Keira Knightley rezygnuje z rozbieranych scen
Wielokrotnie nagradzana i dwukrotnie nominowana do Oscara aktora przyznała, że jej czas na rozbierane sceny w filmie się skończył i nie zamierza już prezentować swoich wdzięków przed kamerą. Przypomnijmy, bardziej odważne kadry z udziałem Knightley znajdziemy w filmach "Księżna" czy "Granice namiętności”.
Wydaje się, że największą zmianę aktorka przeszła po urodzeniu córeczki w 2015 roku. Wówczas młoda mama na kilka lat zniknęła z show-biznesu, a po powrocie udzieliła wywiadów, w których przyznała, że czas na zmiany w jej życiu zawodowym.
"Jestem bardzo zadowolona z wyglądu mojego ciała. Nie czuję jednak potrzeby pokazywania go"
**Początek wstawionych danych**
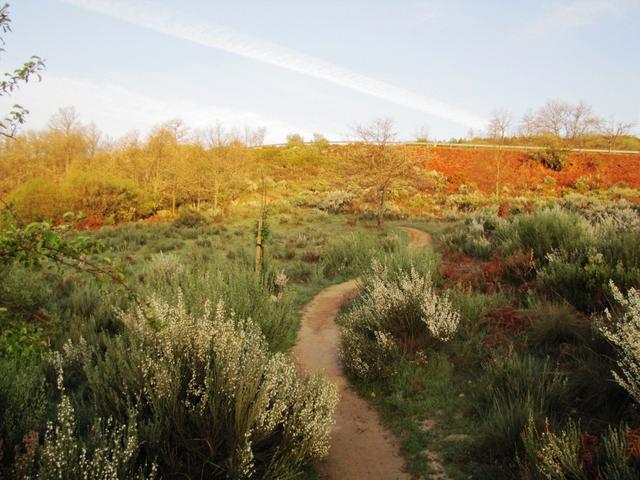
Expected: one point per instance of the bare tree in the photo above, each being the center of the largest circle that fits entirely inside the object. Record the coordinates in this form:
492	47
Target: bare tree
528	125
581	121
498	128
613	130
254	137
422	134
93	137
561	119
379	132
553	117
377	166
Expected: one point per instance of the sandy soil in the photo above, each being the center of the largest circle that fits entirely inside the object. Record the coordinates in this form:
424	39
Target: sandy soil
361	448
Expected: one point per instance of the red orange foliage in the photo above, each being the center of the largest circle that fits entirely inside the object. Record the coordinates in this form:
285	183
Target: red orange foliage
466	166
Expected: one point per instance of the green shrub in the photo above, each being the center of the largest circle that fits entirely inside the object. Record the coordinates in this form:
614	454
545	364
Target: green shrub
574	454
552	158
544	232
188	217
398	313
511	389
23	407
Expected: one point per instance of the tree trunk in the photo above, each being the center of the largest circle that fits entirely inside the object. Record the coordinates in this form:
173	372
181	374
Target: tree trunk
381	209
259	247
216	188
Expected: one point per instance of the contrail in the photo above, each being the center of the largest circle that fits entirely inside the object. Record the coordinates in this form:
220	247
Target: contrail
148	15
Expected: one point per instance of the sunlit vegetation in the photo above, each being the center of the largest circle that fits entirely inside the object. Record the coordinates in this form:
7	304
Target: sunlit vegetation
151	289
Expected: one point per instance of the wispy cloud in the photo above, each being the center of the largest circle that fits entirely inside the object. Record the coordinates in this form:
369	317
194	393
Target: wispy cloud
577	14
170	22
107	104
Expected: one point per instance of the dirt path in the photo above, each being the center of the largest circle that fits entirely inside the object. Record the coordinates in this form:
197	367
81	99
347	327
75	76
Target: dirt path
361	448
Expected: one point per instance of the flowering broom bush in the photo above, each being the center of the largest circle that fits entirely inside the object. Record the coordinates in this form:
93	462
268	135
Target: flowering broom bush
398	313
624	333
211	400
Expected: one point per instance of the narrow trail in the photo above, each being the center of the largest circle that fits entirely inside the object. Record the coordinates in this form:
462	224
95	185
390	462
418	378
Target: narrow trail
361	448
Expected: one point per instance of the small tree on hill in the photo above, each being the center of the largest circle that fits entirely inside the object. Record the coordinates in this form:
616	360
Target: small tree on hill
499	126
377	166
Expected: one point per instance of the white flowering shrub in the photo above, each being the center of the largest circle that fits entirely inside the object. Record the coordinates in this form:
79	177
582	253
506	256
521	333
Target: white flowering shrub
398	313
212	401
573	453
109	452
336	201
623	331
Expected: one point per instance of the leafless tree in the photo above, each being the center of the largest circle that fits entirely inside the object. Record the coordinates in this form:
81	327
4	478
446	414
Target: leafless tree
581	121
498	129
215	136
561	119
613	130
379	132
253	137
377	166
528	125
93	138
553	117
499	125
422	134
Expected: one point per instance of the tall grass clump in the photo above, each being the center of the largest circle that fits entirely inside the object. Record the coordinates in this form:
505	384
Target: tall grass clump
210	400
572	453
398	313
543	232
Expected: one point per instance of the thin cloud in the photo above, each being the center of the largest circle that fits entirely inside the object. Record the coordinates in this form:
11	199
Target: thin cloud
107	104
169	22
577	14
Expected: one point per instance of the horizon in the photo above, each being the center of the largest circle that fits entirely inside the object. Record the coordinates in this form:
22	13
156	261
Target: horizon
109	61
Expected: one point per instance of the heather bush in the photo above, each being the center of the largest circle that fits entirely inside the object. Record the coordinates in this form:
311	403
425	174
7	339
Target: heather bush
23	407
349	255
581	276
199	282
209	397
398	313
572	453
623	331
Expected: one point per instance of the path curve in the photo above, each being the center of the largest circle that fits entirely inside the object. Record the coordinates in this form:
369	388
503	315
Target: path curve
361	448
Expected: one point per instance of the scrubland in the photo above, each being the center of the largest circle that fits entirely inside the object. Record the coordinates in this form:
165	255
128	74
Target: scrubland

W rozmowie z "The Times" Keira Knightley przyznała, że nie musi już osobiście brać udziału w rozbieranych scenach – jeżeli dla potrzeb produkcji byłaby taka konieczność – zawsze może zastąpić ją dublerka. Wyznała również, że nie czuje się już komfortowo w takich zdjęciach mimo, że nadal czuje się zadowolona ze swojego ciała.
„Kiedyś czułam się zdecydowanie bardziej komfortowo w takich scenach niż teraz. Mam dziecko, jestem po trzydziestce, ale jestem bardzo zadowolona z wyglądu mojego ciała. Nie czuję jednak potrzeby pokazywania go” – tłumaczy Knightley.
Aktorka swoją decyzje potwierdzała również w rozmowie dla „Daily Mail”. Czasy, w których nagrywała bardziej odważne sceny rządziły się innymi prawami. Teraz minęło kilkanaście lat, jej życie uległo przewartościowaniu, a ona sama nie musi się już rozbierać do filmów, by spełniać się jako aktorka. W tych scenach z powodzeniem mogą zastępować ją dublerki przez nią wybrane:
„To ciekawy proces selekcji. Myślisz sobie: "Ona jest trochę taka, jak ty, ale lepsza. Ma cudowne ciało, więc może to zrobić". Później sama decyduję o ostatecznym montażu sceny” – przyznaje Knightley. Najnowszy film z popularną aktorką " Misbehaviour", pojawi się w kinach już w 2020 r.